Fluorometric Polymerase Chain Reaction (PCR) Enzyme-Linked Immunosorbent Assay for Quantification of Immuno-PCR Products in Microplates

Abstract

Immuno-polymerase chain reaction (immuno-PCR) allows the detection of protein amounts as low as a few hundred molecules. This enhanced sensitivity is useful for a variety of applications in analytical and biomedical sciences. Application of this technique as a routine method requires the rapid quantification of the PCR products, preferably as an automated readout by microplate-based assays. Here, three methods are compared for detecting such amplified products, i.e., direct staining with a fluorescent intercalating dye, an enzymatic assay utilizing doubly hapten-labeled products, and gel electrophoresis. The enzymatic assay, carried out with either chromogenic or fluorogenic substrate for enzymatic signal amplification, was found to be the most sensitive method.

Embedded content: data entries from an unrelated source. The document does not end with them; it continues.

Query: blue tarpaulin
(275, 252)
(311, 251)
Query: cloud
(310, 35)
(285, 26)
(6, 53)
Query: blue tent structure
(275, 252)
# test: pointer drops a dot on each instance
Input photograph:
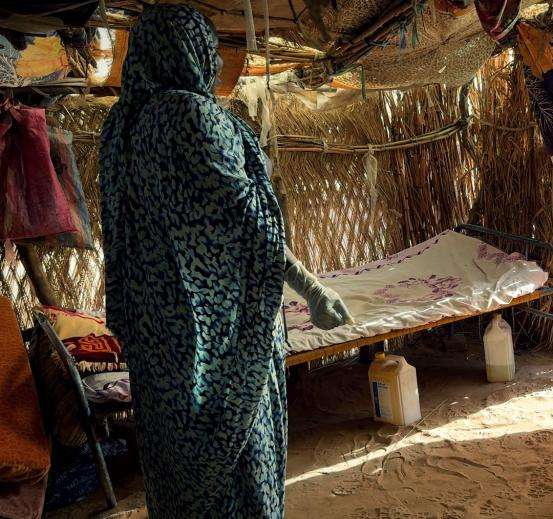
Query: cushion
(88, 339)
(58, 397)
(24, 449)
(69, 324)
(92, 348)
(108, 387)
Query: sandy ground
(481, 450)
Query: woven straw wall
(336, 219)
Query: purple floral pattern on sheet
(497, 256)
(393, 259)
(428, 289)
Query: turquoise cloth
(194, 254)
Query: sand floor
(481, 450)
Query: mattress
(449, 275)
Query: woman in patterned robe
(195, 265)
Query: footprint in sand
(541, 483)
(387, 434)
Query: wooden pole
(35, 271)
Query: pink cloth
(33, 202)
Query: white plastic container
(499, 352)
(394, 390)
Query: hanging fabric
(45, 16)
(65, 165)
(33, 202)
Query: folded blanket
(23, 500)
(24, 450)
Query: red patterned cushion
(92, 348)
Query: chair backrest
(59, 383)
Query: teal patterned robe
(194, 255)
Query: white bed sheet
(449, 275)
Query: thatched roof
(381, 43)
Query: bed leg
(366, 353)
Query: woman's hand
(325, 305)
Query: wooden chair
(93, 417)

The optimized assay was tested in direct immuno-PCR assays for detecting immunoglobulins (IgG) from mouse and rabbit as well as in a sandwich immuno-PCR assay for detecting recombinant hepatitis B surface antigen (rec. HBsAg). Sensitivity limits were found to be as low as 15 fg (10−19mol) IgG, representing a 1000-fold enhancement compared to enzyme-linked immunosorbent assay detection, and about 70 fg (2 × 10−18mol) rec. HBsAg, improving the detection limit of currently available methods by a factor of about 700. The well-reproducible enzymatic amplification signal further enhances the sensitivity of immuno-PCR and should render the method suitable for routine laboratories.